Nano-co-delivery of lipophosphoglycan with soluble and autoclaved leishmania antigens into PLGA nanoparticles: Evaluation of in vitro and in vivo immunostimulatory effects against visceral leishmaniasis.

The aim of the present study was to encapsulate lipophosphoglycan molecule (LPG) which is one of the most immunogenic antigens of Leishmania parasites into PLGA nanoparticles with autoclaved or soluble leishmanial antigens, characterize synthetized nanoparticles with different methods and evaluate their in vitro/in vivo immunostimulatory activities to develop new vaccine candidates.
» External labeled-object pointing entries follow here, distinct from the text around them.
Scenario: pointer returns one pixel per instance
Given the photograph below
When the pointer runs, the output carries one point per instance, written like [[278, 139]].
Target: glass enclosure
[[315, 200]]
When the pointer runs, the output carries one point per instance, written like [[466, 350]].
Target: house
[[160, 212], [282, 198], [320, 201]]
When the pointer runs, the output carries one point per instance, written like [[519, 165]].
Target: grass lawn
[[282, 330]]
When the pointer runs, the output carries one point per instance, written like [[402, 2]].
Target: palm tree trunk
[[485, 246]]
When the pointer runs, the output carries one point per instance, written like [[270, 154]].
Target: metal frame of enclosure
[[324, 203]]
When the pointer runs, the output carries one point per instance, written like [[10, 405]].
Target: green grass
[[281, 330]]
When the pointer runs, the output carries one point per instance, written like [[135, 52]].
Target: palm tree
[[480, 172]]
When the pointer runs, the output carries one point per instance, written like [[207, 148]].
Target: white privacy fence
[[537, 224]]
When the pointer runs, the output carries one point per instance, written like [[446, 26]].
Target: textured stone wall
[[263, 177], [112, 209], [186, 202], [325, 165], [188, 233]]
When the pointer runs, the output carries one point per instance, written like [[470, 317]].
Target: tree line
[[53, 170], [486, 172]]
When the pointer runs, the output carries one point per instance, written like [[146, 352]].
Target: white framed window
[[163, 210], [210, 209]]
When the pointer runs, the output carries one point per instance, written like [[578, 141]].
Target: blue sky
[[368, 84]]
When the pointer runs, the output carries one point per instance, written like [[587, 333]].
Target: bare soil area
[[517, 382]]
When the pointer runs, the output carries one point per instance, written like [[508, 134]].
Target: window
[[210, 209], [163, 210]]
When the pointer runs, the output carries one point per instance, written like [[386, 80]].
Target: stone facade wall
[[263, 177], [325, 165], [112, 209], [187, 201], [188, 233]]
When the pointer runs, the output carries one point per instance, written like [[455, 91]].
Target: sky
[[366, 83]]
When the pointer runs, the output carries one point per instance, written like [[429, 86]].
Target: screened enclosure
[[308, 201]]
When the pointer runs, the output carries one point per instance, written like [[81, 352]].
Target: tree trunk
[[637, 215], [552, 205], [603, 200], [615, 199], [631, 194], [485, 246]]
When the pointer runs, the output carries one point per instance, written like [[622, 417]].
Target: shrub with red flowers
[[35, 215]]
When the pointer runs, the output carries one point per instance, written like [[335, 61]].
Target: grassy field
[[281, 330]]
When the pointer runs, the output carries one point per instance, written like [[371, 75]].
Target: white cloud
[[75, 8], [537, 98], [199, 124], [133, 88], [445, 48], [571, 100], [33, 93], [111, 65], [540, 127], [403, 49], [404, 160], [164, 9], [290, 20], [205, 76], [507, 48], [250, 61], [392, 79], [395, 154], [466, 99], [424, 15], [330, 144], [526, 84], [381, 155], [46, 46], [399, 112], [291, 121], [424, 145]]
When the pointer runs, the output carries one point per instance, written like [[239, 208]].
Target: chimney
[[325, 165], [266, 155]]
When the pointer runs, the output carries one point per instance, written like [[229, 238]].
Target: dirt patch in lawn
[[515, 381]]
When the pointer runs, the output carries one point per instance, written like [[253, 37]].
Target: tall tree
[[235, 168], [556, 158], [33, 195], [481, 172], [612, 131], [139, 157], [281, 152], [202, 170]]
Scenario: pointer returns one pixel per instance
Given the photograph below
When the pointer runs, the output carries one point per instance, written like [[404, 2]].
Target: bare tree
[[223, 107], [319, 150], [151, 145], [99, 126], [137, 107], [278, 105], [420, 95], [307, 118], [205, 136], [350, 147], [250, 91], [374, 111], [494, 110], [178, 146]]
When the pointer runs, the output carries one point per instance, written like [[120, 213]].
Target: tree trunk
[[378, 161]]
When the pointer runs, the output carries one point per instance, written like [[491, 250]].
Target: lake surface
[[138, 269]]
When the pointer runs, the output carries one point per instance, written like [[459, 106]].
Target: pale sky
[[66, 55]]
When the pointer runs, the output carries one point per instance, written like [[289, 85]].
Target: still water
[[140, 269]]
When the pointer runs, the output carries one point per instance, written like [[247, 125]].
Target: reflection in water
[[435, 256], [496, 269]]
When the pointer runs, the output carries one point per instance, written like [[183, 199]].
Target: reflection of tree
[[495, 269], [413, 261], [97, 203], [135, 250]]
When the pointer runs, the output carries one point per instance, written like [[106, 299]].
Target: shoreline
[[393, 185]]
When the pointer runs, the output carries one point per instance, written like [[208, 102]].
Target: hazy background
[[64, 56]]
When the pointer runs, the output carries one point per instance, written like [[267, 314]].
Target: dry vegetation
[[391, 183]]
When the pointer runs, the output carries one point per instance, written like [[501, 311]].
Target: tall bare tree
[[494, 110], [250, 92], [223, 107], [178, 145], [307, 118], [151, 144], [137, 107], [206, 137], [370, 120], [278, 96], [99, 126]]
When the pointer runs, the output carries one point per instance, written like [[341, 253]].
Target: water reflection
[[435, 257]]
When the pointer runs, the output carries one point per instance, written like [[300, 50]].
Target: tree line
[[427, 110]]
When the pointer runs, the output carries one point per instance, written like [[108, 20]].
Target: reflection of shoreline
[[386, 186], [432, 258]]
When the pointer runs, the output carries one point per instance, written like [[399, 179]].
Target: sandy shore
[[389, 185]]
PLGA nanoparticles including LPG and autoclaved leishmania antigen (ALA) or soluble leishmania antigen (ALA) were synthetized by double emulsion solvent evaporation method. The synthetized nanoparticles were characterized by SEM and Zeta-sizer instruments for determination of size, zeta potentials and polydispersity index (PDI) values. The antigen release profiles and encapsulation efficiencies were determined by UV-Vis spectroscopy. Griess reaction and ELISA tests were used for measurements of produced nitric oxide (NO) and cytokine levels of macrophages and splenocytes treated with nanoparticles. For determination of protective effects of nanoparticles, parasite reduction in livers and spleens of immunized mice were calculated by LDU values post-infection. According to results, (SLA-LPG) PLGA NPs and (ALA-LPG) PLGA NPs possessed the sizes of 253 and 307 nm respectively. Antigen-loaded nanoparticles elevated the released NO amounts from macrophages for 14 and 18-folds in contrast to control. Furthermore, synthetized nanoparticles significantly triggered macrophages to produce excessive levels of IFN-γ and IL-12 cytokines. Besides it was detected that vaccination of mice with (SLA-LPG) PLGA NPs and (ALA-LPG) PLGA NPs elicited approximately 80% protection from Visceral Leishmaniasis. Furthermore, (SLA-LPG) PLGA NPs and (ALA-LPG) PLGA NPs lead to 10 to 14-folds increase in secreted Th1 cytokine levels from splenocytes than control demonstrating abundantly stimulation of T cell response following to vaccination with nano-vaccine formulations. These results reveal that both (SLA-LPG) PLGA NPs and (ALA-LPG) PLGA NPs have excellent immunostimulatory activities and they are promising nanovaccine formulations for the prevention of leishmaniasis in near future.